Multimodal Survival Analysis with Locally Deployable Large Language Models

The multimodal fusion architecture is robust, offering both early concatenation and late gated fusion options that allow pre-training of covariate and gene-expression heads separately from the LLM. The calibration correction mechanism—which masks text loss contributions when teacher predictions conflict with observed outcomes—is a principled attempt to handle teacher miscalibration. The empirical results show consistent gains from multimodal fusion over unimodal baselines, and the authors honestly report failure modes in qualitative analysis.

The most significant issue is the performance gap between verbalized and hidden-state predictions: the verbalized pathway achieves $C^{\text{td}} = 0.626$ versus $0.765$ for hidden-state (discrete model, standard configuration), raising questions about the practical utility of the generated text beyond explainability. The calibration correction uses a crude binary threshold (50%) rather than probabilistic weighting. Additionally, the teacher model requires substantial compute (32B parameters), complicating the "locally deployable" narrative for the training phase. The evaluation relies solely on TCGA data without cross-dataset validation, and very long reports cause coherence degradation and missing probability statements.

The comparison to BERTSurv is potentially unfair since the authors reimplemented it without native gene expression handling, concatenating offline-learned GE latents to text embeddings. The teacher model surprisingly achieves strong verbalized performance ($C^{\text{td}} = 0.746$), suggesting the student (1.5B) has significant headroom for improvement. The convex combination of hidden-state and verbalized curves provides modest but consistent gains (e.g., $C^{\text{td}}$ 0.766 vs 0.765 for hidden-state alone), though the improvement is marginal given the complexity of the text generation pathway.
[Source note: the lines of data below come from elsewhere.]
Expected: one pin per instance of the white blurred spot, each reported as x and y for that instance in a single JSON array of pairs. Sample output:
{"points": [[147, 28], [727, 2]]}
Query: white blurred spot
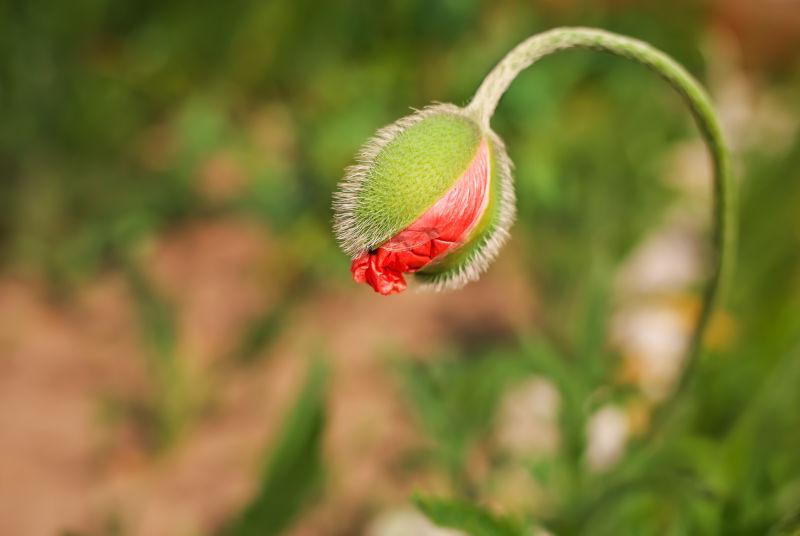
{"points": [[527, 423], [607, 431]]}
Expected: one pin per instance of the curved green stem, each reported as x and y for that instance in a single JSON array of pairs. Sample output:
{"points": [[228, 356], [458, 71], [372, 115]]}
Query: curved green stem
{"points": [[722, 236]]}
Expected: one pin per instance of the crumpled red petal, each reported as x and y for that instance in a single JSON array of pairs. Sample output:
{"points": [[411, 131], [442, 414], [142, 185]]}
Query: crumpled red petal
{"points": [[444, 226]]}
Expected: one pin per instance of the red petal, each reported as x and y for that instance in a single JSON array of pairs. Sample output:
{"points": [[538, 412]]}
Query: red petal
{"points": [[444, 226]]}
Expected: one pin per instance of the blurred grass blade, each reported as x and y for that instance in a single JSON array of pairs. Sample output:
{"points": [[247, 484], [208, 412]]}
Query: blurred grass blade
{"points": [[293, 474], [466, 517]]}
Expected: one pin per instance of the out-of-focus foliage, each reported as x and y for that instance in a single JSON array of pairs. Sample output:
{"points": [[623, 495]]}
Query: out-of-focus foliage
{"points": [[294, 471], [123, 120]]}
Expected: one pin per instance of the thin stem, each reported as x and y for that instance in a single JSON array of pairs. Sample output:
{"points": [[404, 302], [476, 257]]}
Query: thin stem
{"points": [[722, 236]]}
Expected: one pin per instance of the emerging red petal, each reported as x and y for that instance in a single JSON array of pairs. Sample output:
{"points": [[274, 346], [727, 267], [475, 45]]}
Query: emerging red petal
{"points": [[444, 226]]}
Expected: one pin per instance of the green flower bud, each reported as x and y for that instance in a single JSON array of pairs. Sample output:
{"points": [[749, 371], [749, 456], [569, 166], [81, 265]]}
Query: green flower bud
{"points": [[411, 201]]}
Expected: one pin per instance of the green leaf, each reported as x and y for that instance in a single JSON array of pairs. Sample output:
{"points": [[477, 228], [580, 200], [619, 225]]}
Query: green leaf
{"points": [[466, 517], [293, 475]]}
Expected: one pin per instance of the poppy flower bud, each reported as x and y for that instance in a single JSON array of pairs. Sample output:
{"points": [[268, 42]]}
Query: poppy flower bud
{"points": [[431, 195]]}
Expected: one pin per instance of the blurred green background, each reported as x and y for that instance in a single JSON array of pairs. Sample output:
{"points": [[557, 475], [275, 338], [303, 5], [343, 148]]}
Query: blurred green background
{"points": [[182, 349]]}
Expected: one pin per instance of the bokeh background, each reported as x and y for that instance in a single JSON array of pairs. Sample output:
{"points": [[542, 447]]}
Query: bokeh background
{"points": [[182, 351]]}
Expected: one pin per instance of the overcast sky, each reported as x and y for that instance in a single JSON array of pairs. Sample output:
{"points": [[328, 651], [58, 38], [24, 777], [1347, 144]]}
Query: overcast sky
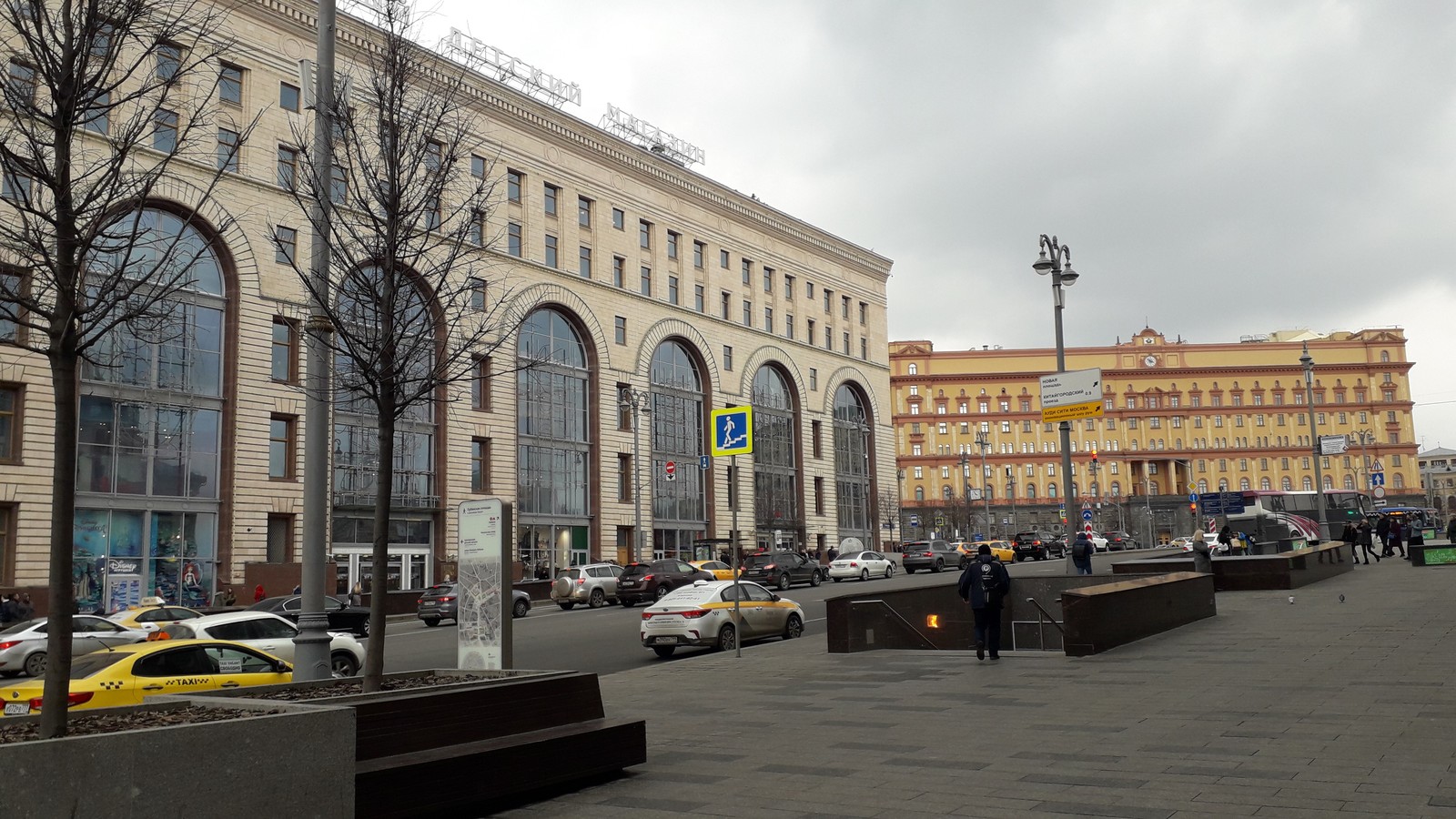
{"points": [[1218, 169]]}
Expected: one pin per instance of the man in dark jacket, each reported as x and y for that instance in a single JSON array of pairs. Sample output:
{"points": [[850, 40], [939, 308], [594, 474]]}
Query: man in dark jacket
{"points": [[985, 584]]}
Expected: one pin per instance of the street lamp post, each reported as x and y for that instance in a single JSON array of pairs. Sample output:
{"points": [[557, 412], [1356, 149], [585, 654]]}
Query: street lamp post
{"points": [[1059, 264], [1314, 442], [637, 401]]}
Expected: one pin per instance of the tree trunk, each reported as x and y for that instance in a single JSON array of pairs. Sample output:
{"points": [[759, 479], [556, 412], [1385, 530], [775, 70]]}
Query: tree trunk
{"points": [[63, 531]]}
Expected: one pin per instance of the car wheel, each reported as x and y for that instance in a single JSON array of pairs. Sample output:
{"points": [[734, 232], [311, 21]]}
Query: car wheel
{"points": [[727, 639], [794, 627], [344, 663]]}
The paper provides detailed hyperparameters in Appendix C.4, including learning rates, layer freezing strategy (last 18 layers), and token truncation (820 tokens). However, no code repository or model weights are mentioned. Reproduction would require substantial compute for the 32B teacher model and careful replication of the TCGA preprocessing pipeline, which involves specific covariate grouping and gene expression imputation. The calibration correction threshold and exponential fitting of teacher outputs introduce implementation details not fully specified (e.g., exact regex patterns for probability extraction). Random seeds and exact training duration are not reported.